16.1. Troubleshooting discovery ISO issues

The Assisted Installer uses an ISO image to run an agent that registers the host to the cluster and performs hardware and network validations before attempting to install OpenShift. You can follow these procedures to troubleshoot problems related to the host discovery.

Once you start the host with the discovery ISO image, the Assisted Installer discovers the host and presents it in the Assisted Service web console. See Configuring the discovery image for additional details.

16.1.1. Verify the discovery agent is running

Prerequisites

  • You have created an infrastructure environment by using the API or have created a cluster by using the web console.
  • You booted a host with the Infrastructure Environment discovery ISO and the host failed to register.
  • You have SSH access to the host.
  • You provided an SSH public key in the "Add hosts" dialog before generating the Discovery ISO so that you can SSH into your machine without a password.

Procedure

  1. Verify that your host machine is powered on.
  2. If you selected DHCP networking, check that the DHCP server is enabled.
  3. If you selected Static IP, bridges and bonds networking, check that your configurations are correct.
  4. Verify that you can access your host machine using SSH, a console such as the BMC, or a virtual machine console:

    $ ssh core@<host_ip_address>

    You can specify private key file using the -i parameter if it isn’t stored in the default directory.

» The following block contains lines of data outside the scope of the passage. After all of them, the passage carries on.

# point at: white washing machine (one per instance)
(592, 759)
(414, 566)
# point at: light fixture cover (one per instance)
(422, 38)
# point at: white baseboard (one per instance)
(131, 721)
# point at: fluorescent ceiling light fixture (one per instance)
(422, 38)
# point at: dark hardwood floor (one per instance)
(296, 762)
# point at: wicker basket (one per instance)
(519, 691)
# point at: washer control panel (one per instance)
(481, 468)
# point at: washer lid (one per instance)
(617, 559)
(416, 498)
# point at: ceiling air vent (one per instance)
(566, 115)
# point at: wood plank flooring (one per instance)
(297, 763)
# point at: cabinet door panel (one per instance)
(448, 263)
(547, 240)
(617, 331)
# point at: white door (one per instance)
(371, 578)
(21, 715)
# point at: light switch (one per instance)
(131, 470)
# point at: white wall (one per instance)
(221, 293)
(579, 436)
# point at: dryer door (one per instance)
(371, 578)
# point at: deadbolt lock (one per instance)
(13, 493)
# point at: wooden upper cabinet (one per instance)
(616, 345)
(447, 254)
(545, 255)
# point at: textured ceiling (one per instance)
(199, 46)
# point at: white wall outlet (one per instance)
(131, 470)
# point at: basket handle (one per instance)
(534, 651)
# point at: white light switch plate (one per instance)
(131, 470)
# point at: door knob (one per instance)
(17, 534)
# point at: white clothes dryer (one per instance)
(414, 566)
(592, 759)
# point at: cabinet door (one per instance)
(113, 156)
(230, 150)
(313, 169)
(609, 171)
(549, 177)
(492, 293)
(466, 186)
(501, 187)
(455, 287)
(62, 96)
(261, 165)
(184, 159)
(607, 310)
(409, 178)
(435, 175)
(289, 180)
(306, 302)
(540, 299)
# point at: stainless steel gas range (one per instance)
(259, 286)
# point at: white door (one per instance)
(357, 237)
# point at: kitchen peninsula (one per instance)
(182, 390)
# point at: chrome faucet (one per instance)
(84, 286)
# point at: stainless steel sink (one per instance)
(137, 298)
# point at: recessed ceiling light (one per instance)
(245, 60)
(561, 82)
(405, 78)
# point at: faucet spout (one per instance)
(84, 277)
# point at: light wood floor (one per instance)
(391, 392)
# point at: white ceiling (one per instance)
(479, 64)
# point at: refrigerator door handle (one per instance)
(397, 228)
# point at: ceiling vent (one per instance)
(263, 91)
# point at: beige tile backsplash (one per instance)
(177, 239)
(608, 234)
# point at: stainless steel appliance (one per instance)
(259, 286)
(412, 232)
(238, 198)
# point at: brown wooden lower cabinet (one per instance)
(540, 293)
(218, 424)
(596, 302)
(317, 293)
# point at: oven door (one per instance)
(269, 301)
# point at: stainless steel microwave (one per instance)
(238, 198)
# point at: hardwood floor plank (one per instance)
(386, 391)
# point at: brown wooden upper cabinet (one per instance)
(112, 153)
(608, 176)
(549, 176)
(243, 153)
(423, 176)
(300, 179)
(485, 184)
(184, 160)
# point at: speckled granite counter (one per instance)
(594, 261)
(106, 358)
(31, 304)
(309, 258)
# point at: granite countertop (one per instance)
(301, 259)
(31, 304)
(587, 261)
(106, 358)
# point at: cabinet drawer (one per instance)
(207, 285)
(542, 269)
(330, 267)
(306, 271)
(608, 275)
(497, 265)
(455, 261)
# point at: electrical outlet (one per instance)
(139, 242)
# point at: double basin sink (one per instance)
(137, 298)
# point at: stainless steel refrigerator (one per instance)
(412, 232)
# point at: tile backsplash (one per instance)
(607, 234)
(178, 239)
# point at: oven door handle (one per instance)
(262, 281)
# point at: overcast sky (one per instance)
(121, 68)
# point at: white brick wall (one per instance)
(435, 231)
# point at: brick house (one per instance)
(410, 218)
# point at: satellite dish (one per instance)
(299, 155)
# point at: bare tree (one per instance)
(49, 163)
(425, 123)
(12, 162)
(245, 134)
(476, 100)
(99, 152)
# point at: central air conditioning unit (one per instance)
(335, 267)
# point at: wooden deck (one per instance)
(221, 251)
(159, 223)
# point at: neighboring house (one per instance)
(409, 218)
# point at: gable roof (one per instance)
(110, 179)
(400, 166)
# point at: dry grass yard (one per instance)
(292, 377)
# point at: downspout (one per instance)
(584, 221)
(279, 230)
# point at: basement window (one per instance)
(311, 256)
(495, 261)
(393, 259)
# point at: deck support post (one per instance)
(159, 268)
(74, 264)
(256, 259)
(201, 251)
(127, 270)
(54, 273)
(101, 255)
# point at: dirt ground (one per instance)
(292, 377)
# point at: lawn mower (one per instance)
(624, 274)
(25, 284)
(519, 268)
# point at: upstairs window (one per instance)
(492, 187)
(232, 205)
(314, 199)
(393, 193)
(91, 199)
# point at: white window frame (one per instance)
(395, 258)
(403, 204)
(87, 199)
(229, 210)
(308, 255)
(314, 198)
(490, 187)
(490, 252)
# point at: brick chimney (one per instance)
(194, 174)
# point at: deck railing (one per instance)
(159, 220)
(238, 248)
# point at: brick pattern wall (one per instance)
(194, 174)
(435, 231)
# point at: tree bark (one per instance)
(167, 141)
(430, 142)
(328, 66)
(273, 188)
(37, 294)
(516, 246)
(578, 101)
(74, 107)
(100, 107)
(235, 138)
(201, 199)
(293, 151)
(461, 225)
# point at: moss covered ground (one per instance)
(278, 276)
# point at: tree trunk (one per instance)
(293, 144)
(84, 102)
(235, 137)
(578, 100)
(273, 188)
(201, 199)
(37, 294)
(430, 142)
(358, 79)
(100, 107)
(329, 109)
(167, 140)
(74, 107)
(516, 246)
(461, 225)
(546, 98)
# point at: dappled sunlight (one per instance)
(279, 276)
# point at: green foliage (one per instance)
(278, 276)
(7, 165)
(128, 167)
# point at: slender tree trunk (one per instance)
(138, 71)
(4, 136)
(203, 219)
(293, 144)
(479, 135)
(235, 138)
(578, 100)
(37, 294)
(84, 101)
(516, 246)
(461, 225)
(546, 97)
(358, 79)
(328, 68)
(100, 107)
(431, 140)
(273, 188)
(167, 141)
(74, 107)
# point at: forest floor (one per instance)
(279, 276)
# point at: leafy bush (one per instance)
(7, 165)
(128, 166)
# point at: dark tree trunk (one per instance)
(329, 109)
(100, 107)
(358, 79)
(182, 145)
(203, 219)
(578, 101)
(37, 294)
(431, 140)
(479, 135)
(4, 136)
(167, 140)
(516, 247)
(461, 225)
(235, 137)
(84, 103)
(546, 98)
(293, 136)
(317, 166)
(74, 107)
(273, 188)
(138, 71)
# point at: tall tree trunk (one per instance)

    $ ssh -i <ssh_private_key_file> core@<host_ip_address>

    If you fail to ssh to the host, the host failed during boot or it failed to configure the network.

    Upon login you should see this message:

    Example login

    screenshot of assisted iso login message If you are not seeing this message it means that the host didn’t boot with the assisted-installer ISO. Make sure you configured the boot order properly (The host should boot once from the live-ISO).

  5. Check the agent service logs:

    $ sudo journalctl -u agent.service

    In the following example, the errors indicate there is a network issue:

    Example agent service log screenshot of agent service log

    screenshot of agent service log

    If there is an error pulling the agent image, check the proxy settings. Verify that the host is connected to the network. You can use nmcli to get additional information about your network configuration.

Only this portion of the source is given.